“The Journals of Musan” is a Korean indie drama which has won a great deal of praise, having been hailed by several critics as one of the best Korean films of 2011, and winning prizes at a variety of festivals including Pusan, Rotterdam, Yerevan and Deauville. Based upon the real life experience of his late friend, the film marks the debut of former Lee Chang Dong assistant director Park Jung Bum, who takes on the lead role himself of a North Korean defector attempting to make his way in the South. Following up on Park’s 2008 short “125 Jeon Seung Chul” (also included on the DVD), revolving around the same protagonist, the film is a gritty, down to earth character study which shines a bleak light on an often marginalised section of Korean society.
Park plays Seung Chul, a North Korean man who has defected to the South, and who now lives in Seoul under the watchful eye of a police officer assigned to liaise with refugees (played by the director’s own father Park Young Duk). Unable to get a proper job due to his status, made clear on his ID card, Seung Cul is forced to work for sex shops putting up posters and handing out flyers, spending his spare time attending church. Hoping to work his way into the life of attractive parishioner Young Sook (Kang Eun Jin, “War of the Arrows”), he takes another job helping out in the karaoke bar she runs with her father, though things don’t work out as planned.
Very much an indie production, “The Journals of Musan” at times has the feel of a documentary, with a high degree of realism and a wandering script that seems to border on improvisation, featuring little in the way of artificial drama. This to an extent is deceptive, as the film is actually a very intelligent and well-constructed affair, offering a rich character study of an unfortunate man pushed to live on the fringe, combined with fascinating social commentary. Seung Chul is certainly one of the most fully realised and engaging protagonists seen in Korean cinema for some time, a wretched at times unsympathetic man who suffers daily abuse and humiliation while trying to get by. The film is brave in its depiction of Seung Chul, never making him a one note pity magnet, there being hints of violence behind his confused meekness, and it benefits from never trying to simplify his situation. Park is superbly believable in the lead, adding genuine humanity to the role, and his daily bullying and attempts to get closer to Young Sook slowly draw the viewer in. Although with a running time of over two hours the film is a bit long and does tend to meander, Park holds things together successfully.

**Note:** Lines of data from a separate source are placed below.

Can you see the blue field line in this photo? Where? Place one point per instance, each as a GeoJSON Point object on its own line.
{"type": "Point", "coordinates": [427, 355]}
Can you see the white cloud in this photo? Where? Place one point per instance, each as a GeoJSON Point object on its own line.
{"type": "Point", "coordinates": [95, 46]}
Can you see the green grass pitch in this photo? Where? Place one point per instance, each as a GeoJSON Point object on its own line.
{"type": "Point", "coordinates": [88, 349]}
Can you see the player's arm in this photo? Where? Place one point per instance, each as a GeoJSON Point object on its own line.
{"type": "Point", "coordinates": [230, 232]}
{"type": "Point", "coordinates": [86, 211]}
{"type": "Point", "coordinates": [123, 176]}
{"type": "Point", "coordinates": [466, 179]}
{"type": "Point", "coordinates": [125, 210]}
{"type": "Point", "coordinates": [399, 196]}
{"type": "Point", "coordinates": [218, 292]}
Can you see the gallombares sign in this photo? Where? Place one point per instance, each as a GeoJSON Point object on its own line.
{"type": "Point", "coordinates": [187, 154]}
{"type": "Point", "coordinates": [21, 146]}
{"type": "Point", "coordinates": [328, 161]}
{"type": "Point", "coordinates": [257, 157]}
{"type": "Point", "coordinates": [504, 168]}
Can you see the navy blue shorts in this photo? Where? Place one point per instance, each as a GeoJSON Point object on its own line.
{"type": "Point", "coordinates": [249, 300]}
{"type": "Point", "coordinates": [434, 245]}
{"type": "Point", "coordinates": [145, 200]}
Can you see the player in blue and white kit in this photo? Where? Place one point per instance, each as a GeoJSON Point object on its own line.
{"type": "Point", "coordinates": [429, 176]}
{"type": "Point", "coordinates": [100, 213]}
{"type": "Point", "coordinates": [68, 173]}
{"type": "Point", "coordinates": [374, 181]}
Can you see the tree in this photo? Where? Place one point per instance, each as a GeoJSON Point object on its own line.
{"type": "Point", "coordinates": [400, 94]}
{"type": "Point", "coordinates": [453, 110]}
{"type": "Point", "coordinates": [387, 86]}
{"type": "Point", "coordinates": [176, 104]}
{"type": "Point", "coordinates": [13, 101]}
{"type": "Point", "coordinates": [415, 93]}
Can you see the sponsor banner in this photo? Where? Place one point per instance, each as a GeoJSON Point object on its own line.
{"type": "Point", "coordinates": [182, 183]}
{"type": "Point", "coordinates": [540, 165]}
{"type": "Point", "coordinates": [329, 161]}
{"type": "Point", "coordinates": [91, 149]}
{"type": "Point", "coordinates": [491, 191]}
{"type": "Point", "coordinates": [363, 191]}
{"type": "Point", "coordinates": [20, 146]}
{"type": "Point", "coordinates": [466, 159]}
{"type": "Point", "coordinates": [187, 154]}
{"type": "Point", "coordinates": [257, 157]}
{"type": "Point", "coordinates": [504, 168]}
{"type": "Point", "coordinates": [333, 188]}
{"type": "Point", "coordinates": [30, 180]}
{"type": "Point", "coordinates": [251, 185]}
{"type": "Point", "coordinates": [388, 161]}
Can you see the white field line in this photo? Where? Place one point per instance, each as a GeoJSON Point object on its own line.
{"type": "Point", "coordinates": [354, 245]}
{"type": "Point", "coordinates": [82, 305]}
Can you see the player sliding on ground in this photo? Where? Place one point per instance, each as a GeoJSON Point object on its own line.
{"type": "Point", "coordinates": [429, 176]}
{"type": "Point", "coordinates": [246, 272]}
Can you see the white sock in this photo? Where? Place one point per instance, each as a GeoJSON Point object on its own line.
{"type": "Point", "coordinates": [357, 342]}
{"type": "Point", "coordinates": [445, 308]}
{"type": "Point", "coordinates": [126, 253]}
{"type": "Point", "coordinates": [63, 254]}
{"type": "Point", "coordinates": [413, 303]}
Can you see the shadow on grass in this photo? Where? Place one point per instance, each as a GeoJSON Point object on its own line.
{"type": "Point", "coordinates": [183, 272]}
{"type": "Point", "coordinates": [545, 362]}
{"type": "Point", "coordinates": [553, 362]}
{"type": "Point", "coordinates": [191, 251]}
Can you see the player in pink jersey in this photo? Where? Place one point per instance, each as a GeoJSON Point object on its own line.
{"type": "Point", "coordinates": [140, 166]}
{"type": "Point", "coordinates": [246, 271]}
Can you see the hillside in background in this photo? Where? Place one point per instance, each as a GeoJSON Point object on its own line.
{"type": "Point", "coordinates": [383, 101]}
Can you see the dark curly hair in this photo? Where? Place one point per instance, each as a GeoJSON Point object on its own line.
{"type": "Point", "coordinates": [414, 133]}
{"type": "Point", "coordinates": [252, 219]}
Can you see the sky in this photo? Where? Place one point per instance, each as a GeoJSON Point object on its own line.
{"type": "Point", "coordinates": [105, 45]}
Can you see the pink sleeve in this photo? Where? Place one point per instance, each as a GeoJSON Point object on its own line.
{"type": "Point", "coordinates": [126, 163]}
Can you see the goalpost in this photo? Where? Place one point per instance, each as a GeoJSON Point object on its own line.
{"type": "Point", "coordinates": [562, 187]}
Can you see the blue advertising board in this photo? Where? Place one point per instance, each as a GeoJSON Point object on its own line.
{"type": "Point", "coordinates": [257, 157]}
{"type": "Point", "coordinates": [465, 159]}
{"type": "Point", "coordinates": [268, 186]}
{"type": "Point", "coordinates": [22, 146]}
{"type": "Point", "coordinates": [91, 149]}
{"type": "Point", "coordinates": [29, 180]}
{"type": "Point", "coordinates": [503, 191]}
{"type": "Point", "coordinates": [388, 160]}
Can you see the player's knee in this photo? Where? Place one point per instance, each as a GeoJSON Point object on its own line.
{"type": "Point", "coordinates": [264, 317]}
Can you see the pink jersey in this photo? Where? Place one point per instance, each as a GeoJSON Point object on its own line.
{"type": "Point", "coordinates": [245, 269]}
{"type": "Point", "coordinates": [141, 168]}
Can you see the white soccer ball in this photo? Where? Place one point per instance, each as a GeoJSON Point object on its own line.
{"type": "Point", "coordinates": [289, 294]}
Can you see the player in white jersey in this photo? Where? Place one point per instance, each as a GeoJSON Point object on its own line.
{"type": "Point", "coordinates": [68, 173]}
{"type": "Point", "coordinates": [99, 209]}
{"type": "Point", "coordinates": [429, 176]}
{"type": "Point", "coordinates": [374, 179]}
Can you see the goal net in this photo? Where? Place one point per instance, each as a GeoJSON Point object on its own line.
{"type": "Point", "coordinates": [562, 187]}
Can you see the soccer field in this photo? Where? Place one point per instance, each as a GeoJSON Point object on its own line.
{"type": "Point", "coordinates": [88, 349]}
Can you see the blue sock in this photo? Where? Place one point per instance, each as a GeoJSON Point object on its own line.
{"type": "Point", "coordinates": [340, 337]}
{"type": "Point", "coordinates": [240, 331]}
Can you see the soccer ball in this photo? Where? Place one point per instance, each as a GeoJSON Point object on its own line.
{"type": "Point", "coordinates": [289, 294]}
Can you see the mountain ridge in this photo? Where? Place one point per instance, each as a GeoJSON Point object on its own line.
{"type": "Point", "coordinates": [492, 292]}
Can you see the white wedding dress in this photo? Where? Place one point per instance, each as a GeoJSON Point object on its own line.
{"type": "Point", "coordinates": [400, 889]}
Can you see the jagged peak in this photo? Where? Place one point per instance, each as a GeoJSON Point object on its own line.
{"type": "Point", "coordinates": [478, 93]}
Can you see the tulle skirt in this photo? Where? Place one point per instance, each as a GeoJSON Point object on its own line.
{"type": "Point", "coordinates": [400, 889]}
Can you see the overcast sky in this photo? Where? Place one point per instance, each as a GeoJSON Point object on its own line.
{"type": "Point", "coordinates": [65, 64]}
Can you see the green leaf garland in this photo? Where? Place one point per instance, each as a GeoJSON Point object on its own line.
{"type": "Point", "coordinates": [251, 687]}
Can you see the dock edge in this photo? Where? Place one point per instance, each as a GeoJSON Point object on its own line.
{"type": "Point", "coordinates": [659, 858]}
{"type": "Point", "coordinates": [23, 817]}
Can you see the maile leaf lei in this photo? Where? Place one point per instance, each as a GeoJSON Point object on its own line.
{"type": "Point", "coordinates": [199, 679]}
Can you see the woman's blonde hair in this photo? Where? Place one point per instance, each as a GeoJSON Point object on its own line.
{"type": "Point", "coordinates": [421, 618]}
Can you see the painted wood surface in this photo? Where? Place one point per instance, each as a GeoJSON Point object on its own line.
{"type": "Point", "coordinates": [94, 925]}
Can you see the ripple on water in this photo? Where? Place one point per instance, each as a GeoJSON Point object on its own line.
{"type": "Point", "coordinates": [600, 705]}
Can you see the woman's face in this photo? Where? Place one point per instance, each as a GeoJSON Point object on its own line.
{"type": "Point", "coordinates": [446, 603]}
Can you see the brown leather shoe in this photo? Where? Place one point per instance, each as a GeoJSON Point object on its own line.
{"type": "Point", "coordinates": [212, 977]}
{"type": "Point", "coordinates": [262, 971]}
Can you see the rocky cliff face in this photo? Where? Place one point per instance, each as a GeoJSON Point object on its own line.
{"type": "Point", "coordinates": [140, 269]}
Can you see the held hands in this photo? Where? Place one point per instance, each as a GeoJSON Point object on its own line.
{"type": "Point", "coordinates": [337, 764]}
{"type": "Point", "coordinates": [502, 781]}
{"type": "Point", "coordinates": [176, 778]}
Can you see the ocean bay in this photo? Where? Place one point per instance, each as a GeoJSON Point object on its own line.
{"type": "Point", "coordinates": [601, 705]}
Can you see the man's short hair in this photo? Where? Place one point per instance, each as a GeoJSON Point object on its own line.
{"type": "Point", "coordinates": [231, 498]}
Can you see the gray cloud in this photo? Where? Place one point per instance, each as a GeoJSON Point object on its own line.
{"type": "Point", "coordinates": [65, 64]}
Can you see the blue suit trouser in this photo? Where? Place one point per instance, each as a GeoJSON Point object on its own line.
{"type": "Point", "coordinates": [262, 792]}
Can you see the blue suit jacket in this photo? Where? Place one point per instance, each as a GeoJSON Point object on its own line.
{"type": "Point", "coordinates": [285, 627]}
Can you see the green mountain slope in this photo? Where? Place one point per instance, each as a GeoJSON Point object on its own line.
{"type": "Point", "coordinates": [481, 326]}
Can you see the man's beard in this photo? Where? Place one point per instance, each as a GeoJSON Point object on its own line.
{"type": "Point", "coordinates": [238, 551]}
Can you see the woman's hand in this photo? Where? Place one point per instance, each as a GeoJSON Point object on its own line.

The film also does a great job of exploring modern Korean society by allowing events to unfold through Seung Chul’s eyes, as he encounters the harshness and hypocrisy behind capitalism and Christianity. This is seen partly through his roommate Kyung Chul (Jin Yong Ok, “71: Into the Fire”) another North Korean defector, who works illegally sending money to North Korea, double crossing people and ending up in trouble himself. Young Sook is a similarly significant character, with her changing and confusing attitude towards Seung Chul reflecting the way in which he tries to live by some of the supposed ideas of the church, and runs into difficulties as a result. There’s a great deal of subtle symbolism throughout the film, and it all works very well, in particular through Seung Chul taking in and caring for a puppy, the only thing or person he is truly able to form a bond of sorts with.
The film was shot in naturalistic, economic fashion with much of its drama unsurprisingly taking place in ruined wastelands of old buildings, dirty back streets and construction sites. Park shows a strong visual sense, and this grim backdrop further underlines Seung Chul’s outsider status, as well as adding a certain air of danger, as he encounters and is attacked several times in these dangerous neighbourhoods. Although the film has an oppressive, squalid feel, he never lays things on too thick, and maintains the all-important level of realism throughout, with a few glimpses of light and hope here and there.
“The Journals of Musan” is an excellent and deeply humanistic film, and well deserving of the hype and praise. Expertly directed and acted by Park Jung Bum with a maturity that makes it hard to believe it’s his first feature, the film makes for an absorbing and revealing drama and a character study of real substance.